Somewhere around two a.m. I walked back to my car after conferring with an officer and a witness to a minor burglary and I saw the clouds part. There was one bright, even radiant, star blazing away through the gash in the cloud cover. I leaned against the open door of my black and white, gazing at its brilliance. “Here’s to you, Henry,” I saluted him. “I won’t forget you, my friend. None of us will.” And that’s a promise.
Six days after his gruesome death, Sergeant Henry Prendes was laid to rest.
Funerals, it seems to me, are the one occasion when cops truly honor each other. All petty animosities and jealousies are forgotten.

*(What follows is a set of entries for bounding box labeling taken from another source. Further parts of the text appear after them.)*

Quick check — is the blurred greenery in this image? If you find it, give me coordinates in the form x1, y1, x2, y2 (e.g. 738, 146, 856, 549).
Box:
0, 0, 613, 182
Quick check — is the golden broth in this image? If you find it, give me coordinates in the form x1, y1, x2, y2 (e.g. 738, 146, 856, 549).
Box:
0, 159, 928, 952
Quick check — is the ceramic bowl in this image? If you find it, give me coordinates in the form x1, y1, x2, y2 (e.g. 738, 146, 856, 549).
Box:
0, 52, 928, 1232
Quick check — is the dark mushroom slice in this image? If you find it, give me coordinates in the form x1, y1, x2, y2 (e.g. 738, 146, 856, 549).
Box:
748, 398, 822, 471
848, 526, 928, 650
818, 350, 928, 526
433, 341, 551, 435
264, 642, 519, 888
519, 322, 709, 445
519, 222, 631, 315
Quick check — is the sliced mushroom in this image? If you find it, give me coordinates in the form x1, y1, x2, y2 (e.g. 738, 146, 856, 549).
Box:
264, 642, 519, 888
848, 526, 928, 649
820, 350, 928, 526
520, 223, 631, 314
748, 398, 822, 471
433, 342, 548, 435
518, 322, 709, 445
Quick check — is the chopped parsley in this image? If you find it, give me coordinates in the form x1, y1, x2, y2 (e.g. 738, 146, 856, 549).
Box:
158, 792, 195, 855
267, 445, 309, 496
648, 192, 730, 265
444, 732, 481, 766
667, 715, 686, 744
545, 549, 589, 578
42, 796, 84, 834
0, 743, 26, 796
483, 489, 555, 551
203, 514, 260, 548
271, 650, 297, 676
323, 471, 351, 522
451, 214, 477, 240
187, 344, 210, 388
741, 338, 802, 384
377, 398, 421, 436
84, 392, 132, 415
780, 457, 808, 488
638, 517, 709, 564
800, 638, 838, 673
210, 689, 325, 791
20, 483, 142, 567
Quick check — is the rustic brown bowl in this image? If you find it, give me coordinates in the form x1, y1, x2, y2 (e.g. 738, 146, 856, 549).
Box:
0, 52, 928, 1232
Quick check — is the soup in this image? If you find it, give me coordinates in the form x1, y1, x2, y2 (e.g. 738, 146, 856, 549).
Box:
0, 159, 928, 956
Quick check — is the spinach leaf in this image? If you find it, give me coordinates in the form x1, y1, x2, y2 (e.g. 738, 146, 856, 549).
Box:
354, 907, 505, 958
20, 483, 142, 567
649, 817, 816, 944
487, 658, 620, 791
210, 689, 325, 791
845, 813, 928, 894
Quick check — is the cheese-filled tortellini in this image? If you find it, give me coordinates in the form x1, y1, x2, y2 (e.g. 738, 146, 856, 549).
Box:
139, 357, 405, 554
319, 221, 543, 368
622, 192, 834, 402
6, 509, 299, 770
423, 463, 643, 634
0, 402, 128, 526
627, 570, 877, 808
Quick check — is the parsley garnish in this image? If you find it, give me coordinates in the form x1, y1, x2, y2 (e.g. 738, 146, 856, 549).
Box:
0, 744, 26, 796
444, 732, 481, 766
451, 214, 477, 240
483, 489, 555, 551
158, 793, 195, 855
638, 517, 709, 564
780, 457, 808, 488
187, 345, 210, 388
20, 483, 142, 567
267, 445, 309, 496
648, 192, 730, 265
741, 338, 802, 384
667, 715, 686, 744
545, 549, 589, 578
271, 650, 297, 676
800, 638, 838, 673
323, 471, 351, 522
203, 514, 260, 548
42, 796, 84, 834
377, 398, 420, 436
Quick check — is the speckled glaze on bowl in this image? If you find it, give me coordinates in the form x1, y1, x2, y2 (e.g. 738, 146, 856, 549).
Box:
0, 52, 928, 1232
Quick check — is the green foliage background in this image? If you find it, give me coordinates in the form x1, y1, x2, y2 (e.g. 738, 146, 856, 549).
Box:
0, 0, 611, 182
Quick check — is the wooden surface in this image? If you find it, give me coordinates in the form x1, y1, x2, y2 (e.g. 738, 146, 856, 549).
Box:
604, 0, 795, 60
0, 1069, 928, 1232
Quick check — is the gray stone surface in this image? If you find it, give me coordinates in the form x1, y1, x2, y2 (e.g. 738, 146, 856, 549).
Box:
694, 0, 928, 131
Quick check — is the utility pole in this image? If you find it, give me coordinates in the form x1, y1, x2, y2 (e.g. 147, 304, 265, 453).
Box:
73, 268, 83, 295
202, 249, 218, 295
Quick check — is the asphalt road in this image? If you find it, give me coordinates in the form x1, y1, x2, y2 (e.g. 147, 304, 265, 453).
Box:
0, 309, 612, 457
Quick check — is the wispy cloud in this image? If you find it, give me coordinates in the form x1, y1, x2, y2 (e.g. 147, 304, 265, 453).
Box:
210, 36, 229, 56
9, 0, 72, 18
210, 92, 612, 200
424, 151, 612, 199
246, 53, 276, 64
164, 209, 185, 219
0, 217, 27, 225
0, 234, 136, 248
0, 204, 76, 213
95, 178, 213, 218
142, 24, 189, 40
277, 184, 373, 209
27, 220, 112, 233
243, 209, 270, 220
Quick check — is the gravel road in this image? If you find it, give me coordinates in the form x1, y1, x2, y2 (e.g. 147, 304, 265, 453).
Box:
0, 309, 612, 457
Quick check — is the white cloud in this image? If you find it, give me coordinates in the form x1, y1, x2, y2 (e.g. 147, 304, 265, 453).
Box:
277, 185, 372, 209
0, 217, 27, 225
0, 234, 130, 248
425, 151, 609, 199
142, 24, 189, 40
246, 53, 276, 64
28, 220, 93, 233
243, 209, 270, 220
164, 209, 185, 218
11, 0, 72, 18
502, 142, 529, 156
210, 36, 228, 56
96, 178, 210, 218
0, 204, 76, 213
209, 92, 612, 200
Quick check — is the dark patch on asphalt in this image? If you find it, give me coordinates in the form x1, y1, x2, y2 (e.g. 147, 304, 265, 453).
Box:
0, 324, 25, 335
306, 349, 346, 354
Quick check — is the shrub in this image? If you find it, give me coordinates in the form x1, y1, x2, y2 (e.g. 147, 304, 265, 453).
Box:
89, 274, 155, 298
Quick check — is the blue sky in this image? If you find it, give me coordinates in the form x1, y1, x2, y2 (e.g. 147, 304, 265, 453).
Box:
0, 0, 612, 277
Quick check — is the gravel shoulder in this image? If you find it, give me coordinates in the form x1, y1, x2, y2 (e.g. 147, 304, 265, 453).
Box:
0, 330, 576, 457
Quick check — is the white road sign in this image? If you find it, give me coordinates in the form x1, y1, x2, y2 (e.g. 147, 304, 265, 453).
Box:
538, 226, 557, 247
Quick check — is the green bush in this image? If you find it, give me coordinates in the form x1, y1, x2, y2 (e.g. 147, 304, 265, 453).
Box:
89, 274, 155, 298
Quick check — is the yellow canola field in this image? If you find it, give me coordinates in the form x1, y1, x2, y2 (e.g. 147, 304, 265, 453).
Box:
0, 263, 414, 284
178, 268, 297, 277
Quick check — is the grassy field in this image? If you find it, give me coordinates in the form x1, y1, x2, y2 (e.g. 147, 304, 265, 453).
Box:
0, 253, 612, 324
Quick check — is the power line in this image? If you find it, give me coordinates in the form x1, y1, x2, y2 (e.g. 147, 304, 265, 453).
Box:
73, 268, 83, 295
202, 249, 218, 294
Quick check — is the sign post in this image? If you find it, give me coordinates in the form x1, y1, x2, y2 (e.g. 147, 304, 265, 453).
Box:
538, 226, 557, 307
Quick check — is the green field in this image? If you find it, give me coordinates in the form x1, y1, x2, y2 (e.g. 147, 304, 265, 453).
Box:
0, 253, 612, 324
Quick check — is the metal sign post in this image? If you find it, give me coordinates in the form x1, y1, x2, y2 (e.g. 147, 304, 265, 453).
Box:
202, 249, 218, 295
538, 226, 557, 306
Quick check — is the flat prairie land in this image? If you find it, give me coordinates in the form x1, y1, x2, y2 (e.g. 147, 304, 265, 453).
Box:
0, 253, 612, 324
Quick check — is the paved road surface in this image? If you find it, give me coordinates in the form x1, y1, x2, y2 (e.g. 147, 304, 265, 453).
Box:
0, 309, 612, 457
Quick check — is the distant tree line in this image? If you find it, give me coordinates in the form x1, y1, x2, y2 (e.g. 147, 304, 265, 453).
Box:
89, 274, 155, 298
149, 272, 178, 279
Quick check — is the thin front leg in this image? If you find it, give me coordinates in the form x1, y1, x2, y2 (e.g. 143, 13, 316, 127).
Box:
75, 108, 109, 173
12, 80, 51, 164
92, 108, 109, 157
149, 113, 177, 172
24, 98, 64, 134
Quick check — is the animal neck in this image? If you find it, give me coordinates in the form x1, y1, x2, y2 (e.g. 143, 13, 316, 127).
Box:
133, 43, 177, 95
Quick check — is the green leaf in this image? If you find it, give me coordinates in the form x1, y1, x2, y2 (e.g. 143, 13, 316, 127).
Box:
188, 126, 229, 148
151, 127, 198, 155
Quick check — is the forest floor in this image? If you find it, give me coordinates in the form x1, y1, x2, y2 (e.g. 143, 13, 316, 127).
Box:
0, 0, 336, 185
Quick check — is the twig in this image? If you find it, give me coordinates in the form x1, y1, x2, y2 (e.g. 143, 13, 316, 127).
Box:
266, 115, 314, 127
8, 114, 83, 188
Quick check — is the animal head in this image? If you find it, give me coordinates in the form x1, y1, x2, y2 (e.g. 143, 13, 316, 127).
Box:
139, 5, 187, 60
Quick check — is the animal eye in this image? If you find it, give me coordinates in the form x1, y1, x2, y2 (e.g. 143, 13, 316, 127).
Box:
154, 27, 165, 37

The rituals that walk alongside our deaths are vital, not only to the families of our fallen but to all who wear a badge and who share its joys and burdens. The mournful wail of the bagpipes as “Amazing Grace” fills the heavy air becomes our collective tears. The glint of sunlight sparkling off the bugle as taps plays causes us to blink as one, momentarily blinded by our almost illogical faith in humanity.
The twenty-one guns fired in unison by the stone-faced honor guard breaks their reserve and their falling tears betray their rigid posture and stoic expression. Even those of us who do not pray, pray. We pray that our fallen fellow not be forgotten; we pray that our presence on this earth will not have been in vain.
More than five thousand people joined together in the memorial service for Henry Prendes, and more lined the procession route, proudly holding their hands over their hearts as the miles of police cars, from every corner of the nation, filed by with their overhead lights flashing in silent homage. It was during these brief and beautiful
moments that our community and our cops were one. One in spirit, one in all the beliefs that mattered. So when I heard one earnest young newsman call the killing of Sergeant Prendes a senseless act, I thought to myself that he was wrong. Senseless means in vain and that’s the worst way to condemn a good man to obscurity.
In the death of our brave cop we must search for sense. We must embrace the unity that his death inspired, for it is that unity that can defeat “senselessness.” Even the most insidious evil can be faced, battled, an d overcome when the righteous stand strong and together.
The killer? No one will remember his name. Obscurity is his eternal condemnation.
I refuse to believe that Sergeant Henry Prendes died in vain that blustery Las Vegas day. His sacrifice stands for all that we as law enforcement officers embrace: courage, duty, and, above all, honor.